Quantitative real-time reverse transcription (RT)-PCR
Total RNA was isolated from MSC using RNA extraction kit (Thermo Fisher Scientific) in accordance with the manufacturer’s protocol. cDNA was then synthesized from these RNA preparations using a reverse transcriptase mixture (Thermo Fisher Scientific). Quantitative real-time PCR was subsequently performed on a Bio-Rad (CFX ConnectTMOptics Module) using the TOPrealTMqPCR 2x premix (SYBR Green with low ROX) (Enzynomics, Daejeon, Korea) as per the manufacturer’s instructions. The sequences of the primers used are listed in Table S2.
Western blotting
The MSC cultures to be analyzed by immunoblotting were washed with cold PBS and lysed in RIPA buffer (Thermo scientific) containing a protease inhibitor cocktail for 30 min. The resulting cell lysates were centrifuged at 3000g for 20 min and the supernatants were collected. The protein concentrations in the supernatants were subsequently analyzed using a BCA protein assay kit (Thermo scientific). Samples for each MSC culture containing 20 µg of protein were mixed with 2x SDS-sample buffer, boiled for 5 min and loaded onto a 8%–12% gradient sodium dodecyl sulfate reducing gel. The separated proteins were subsequently transferred onto nitrocellulose membranes using a transblot system.
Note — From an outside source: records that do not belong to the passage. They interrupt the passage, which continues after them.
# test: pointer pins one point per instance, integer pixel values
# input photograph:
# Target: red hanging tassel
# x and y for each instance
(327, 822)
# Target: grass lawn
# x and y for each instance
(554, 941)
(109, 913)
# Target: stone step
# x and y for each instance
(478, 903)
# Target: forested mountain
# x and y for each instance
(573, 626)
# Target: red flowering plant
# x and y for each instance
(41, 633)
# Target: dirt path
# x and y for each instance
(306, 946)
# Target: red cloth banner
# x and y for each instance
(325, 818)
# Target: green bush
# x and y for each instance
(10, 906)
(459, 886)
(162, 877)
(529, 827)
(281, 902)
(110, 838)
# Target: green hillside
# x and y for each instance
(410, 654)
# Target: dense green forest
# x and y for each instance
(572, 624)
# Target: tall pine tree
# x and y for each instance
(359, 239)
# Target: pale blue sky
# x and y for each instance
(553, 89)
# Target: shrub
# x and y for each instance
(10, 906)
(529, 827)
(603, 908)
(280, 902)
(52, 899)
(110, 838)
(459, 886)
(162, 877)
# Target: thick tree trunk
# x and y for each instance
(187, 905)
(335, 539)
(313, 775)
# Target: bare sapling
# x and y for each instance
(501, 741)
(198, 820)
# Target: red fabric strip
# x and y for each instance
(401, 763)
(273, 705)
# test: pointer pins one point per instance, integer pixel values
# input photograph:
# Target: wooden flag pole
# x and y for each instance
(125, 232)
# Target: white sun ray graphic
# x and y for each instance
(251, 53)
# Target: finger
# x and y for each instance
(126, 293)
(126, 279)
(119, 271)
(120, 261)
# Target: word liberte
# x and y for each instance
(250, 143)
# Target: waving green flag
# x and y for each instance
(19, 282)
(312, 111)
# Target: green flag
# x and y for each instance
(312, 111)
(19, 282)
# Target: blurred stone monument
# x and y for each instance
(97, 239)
The membrane blots were first blocked for 1 h at room temperature in Tris-buffered saline containing 5% skim milk and washed three times with TBST (TSB containing 0.1% Tween 20). The membranes were then incubated at 4ºC overnight with primary antibodies at a 1:3000 dilution in TBST containing 3% skim milk. The primary antibodies used were raised against IDO-1 (Santa Cruz Biotechnology, Dallas, TX, USA) and β-actin (Sigma-Aldrich, St. Louis, MO, USA). The membranes were further incubated at room temperature for 1 hour with secondary antibodies at a 1:6000 dilution in TBST containing 3% skim milk. The secondary antibodies used were anti-mouse IgG HRP-linked antibody and anti-rabbit IgG HRP-linked antibody (Cell Signaling, Danvers, MA). The signal was visualized by enhanced chemiluminescence (Advansta, San Jose, CA, USA) and detected by ChemiDoc imaging system (Bio-Rad, Hercules, CA, USA).
Quantification of immunomodulatory molecules
Aliquots of 1.0 x 105 MSCs were seeded into 6 well plates. After an initial 24 h incubation, the culture media was changed and after a further 24 h of culture, the supernatant was harvested. The sampled supernatants were then analyzed using commercial enzyme-linked immunosorbent assay (ELISA) kits for PGE2 (MyBioSource, San Diego, CA, USA), C-C motif chemokine ligand 2 (CCL2/MCP-1), and IL-6 (R&D Systems Inc., Minneapolis, MN, USA). For IFN-γ, TNF-α, IL-1β, chemokine (C-X-C motif) ligand (CXCL) 9, CXCL10 and C-C motif chemokine ligand 3 (CCL3), multiplex ELISA were performed through LABISKOMA company (Seoul, Korea) using human premixed multi-analyte kit and markers (R&D system inc., Minneapolis, MN, USA).